What is the equilibrium constant "Kp" at 200 C for the reaction below:
P4(s) + 6 Cl2(g) --><-- 4 PCL3(l)
Given the following at 200 C
P4(s)+ 10 Cl2(g) --><-- 4 PCl5(s) Kc=8.12
PCl3(l)+ Cl2(g) --><-- PCl5(s) Kc=0.771
Answer: 6.7*[10^(-9)]
not sure what to do.
I know Kp=Kc(RT)^(delta n)
but the fact that they gave me two Kc values is confusing. Am I supposed to use those to somehow find the concentrations of the gaseous compounds?
Also, is "delta n" just the "final n" - "initial n" for the first reaction given (i.e. -3 or -6 depending on whether or not non-gasses count for "delta n" or not)?
Thank you in advance
Tricky, tricky.
You will notice that the two Kc values given are for different reactions. What you must do is to multiply equation 2 by 4, reverse it, and add it to equation 1. The result is the equation they want for Kp; i.e., P4(s) + 6Cl2 ==> PCl3(l)
So if you do that, which I did and it works out right, Kc for the final reaction is Kc1 x (1/(Kc2)^4 and for all of that I obtained 22.979 (which is too many s.f., I know, but you can round at the end). That part is usual and there is no trick to it. Standard procedure. The next part is the tricky part.
Kp = Kc(RT)^dn.
Kp = 22.979(R*T)dn.
R = the usual 0.08206
T = 473
Now let's look at the equation.
P4(s) + 6Cl2(g) ==> 4PCl3(l)
This is a heterogeneous reaction. The P4 is a solid and doesn't enter into Kp. PCl3 is a liquid and doesn't enter into Kp. The only gas in the equation is 6Cl2. So n is 0(on the right) - 6(on the left) for dn of -6
Kp = 22.979(0.08206x473)^-6 = ?
:-).
To calculate the equilibrium constant, Kp, for the given reaction, you can follow these steps:
1. Determine the value of Δn (delta n). Δn is the difference in the number of moles of gaseous products and gaseous reactants. In this case, the equation tells us that 4 moles of PCl3(l) is formed from 6 moles of Cl2(g). Therefore, Δn = (moles of products) - (moles of reactants) = 4 - 6 = -2.

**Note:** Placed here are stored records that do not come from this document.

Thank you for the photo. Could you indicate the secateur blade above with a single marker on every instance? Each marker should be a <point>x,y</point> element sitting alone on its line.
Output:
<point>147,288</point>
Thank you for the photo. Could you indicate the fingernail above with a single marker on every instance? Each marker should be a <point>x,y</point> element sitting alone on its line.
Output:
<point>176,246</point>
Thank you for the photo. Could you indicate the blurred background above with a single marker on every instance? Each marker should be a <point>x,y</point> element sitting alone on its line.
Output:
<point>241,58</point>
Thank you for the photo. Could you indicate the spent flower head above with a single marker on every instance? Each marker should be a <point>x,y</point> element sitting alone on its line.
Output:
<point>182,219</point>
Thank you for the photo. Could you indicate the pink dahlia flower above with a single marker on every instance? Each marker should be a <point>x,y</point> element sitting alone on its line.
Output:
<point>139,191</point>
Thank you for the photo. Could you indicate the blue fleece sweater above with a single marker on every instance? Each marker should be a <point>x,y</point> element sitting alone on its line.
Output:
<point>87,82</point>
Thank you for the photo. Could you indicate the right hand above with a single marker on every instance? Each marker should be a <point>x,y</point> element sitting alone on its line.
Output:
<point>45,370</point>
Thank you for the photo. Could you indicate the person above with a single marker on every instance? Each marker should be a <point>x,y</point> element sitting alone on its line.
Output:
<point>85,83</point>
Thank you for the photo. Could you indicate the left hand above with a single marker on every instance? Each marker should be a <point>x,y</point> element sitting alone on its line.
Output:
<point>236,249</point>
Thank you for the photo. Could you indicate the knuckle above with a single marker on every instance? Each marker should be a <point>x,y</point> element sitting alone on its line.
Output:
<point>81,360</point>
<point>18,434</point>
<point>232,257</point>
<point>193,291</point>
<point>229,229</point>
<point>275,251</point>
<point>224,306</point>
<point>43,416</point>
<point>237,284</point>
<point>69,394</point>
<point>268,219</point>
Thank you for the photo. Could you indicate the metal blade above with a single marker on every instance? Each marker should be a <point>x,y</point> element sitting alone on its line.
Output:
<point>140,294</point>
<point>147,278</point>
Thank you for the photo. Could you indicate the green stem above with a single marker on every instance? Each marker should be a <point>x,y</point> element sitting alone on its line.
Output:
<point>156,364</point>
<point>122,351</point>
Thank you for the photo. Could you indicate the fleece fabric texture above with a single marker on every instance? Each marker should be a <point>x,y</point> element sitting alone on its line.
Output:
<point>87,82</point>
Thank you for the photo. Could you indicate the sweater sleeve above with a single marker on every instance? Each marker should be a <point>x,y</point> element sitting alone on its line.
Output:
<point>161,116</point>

2. Calculate the value of Kc for each given reaction using the equilibrium expression. You have the values of Kc for the reactions:
P4(s) + 10 Cl2(g) ⇌ 4 PCl5(s) with Kc = 8.12
PCl3(l) + Cl2(g) ⇌ PCl5(s) with Kc = 0.771
3. Use the equation Kp = Kc(RT)^(Δn) to calculate Kp. Here, R is the ideal gas constant and T is the temperature in Kelvin. In this case, the temperature is given as 200°C, which is 473 K. Assuming that you're using the gas constant R = 0.0821 L∙atm/(mol∙K), you can substitute the values into the equation:
Kp = Kc(RT)^(Δn) = Kc(0.0821 L∙atm/(mol∙K))(473 K)^(-2)
Plug in the values of Kc and Δn into this equation and calculate Kp.
Kp = (8.12)(0.0821 L∙atm/(mol∙K))(473 K)^(-2)
Kp = (0.771)(0.0821 L∙atm/(mol∙K))(473 K)^(-6)
Calculate each term separately, and then multiply them together.
4. After calculating both terms, multiply the two values together to find the equilibrium constant Kp.
Kp = (8.12)(0.0821 L∙atm/(mol∙K))(473 K)^(-2) x (0.771)(0.0821 L∙atm/(mol∙K))(473 K)^(-6)
When you evaluate this expression, you will find that Kp is equal to approximately 6.7 x 10^(-9).
Note: Once you have the values of Kc, you do not need to find the concentrations of the gaseous compounds for this calculation. The equilibrium constant is already given in terms of partial pressures for gases.
Also, for Δn, you need to consider moles of gases formed minus moles of gases consumed. Therefore, in this case, Δn would be -2, not -3 or -6.
Remember to double-check the units and conversion factors used to ensure the final answer is in the correct units.